The pandemic has forced another conference for me online. I’m supposed to be in Baltimore for the Eastern APA this week, given a paper as part of a session run by the Society for Philosophy of Emotion. But alas, I’ll be giving my talk from my office via Zoom.
I’m posting a link to the handout I’ll be using tonight, as well as a link to the paper draft itself. The paper comes from me trying to think through how to navigate my own emotional reactions to the disability advocacy that I do. I taught an upper-division ethics course two years ago that helped me lay the foundation for the paper. There are, probably not surprisingly, lots of connections between what I try to do here and feminist work on care, anger, and systemic injustice. (The class included a careful read of Kate Manne’s excellent Down Girl which has shaped my thinking, even though I don’t cite it in the paper.)
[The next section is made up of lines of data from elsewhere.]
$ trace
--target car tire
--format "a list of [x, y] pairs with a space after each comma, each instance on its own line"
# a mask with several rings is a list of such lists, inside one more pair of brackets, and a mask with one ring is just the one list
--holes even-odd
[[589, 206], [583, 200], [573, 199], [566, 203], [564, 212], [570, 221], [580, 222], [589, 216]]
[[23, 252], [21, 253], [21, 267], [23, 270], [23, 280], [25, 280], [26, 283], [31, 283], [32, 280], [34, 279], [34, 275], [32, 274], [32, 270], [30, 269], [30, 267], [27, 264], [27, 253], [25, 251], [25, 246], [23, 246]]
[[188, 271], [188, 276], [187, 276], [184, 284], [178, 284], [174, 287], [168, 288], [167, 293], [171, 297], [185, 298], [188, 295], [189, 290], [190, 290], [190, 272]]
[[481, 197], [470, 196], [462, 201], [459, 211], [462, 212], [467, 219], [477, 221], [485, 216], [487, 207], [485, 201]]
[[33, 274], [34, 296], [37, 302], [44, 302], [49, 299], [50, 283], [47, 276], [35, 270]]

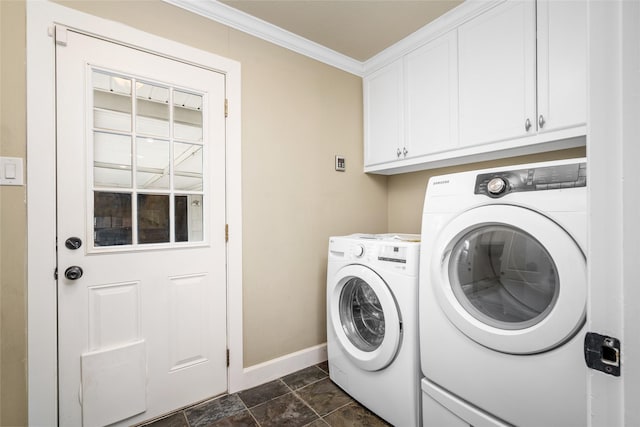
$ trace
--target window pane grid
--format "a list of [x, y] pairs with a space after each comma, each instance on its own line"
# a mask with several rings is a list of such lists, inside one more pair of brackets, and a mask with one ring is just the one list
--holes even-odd
[[[94, 247], [203, 242], [204, 96], [108, 71], [93, 70], [93, 77]], [[109, 107], [109, 101], [116, 98], [95, 94], [107, 93], [113, 86], [120, 98], [112, 111], [102, 107]], [[128, 105], [124, 105], [123, 93]], [[109, 115], [99, 116], [102, 110]], [[110, 136], [111, 144], [98, 144], [105, 135]], [[119, 154], [112, 153], [114, 147]], [[127, 218], [99, 217], [98, 204], [103, 206], [109, 197], [129, 200], [122, 212]], [[106, 232], [105, 224], [125, 224], [121, 227], [126, 230]], [[120, 235], [125, 239], [117, 240]]]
If anyone’s interested in reading the paper, feel free to. And send me any feedback you have, as I know revisions are needed. (In addition to the helpful comments by Trystan Goetze for the session, my wonderful colleague Rebecca DeYoung has given me some that I know I need to revise substantively in the light of.) And since I wrote and submitted the draft, Myisha Cherry’s wonderful new book The Case for Rage has come out.
Since this is just an early draft, please don’t cite the paper without explicit permission.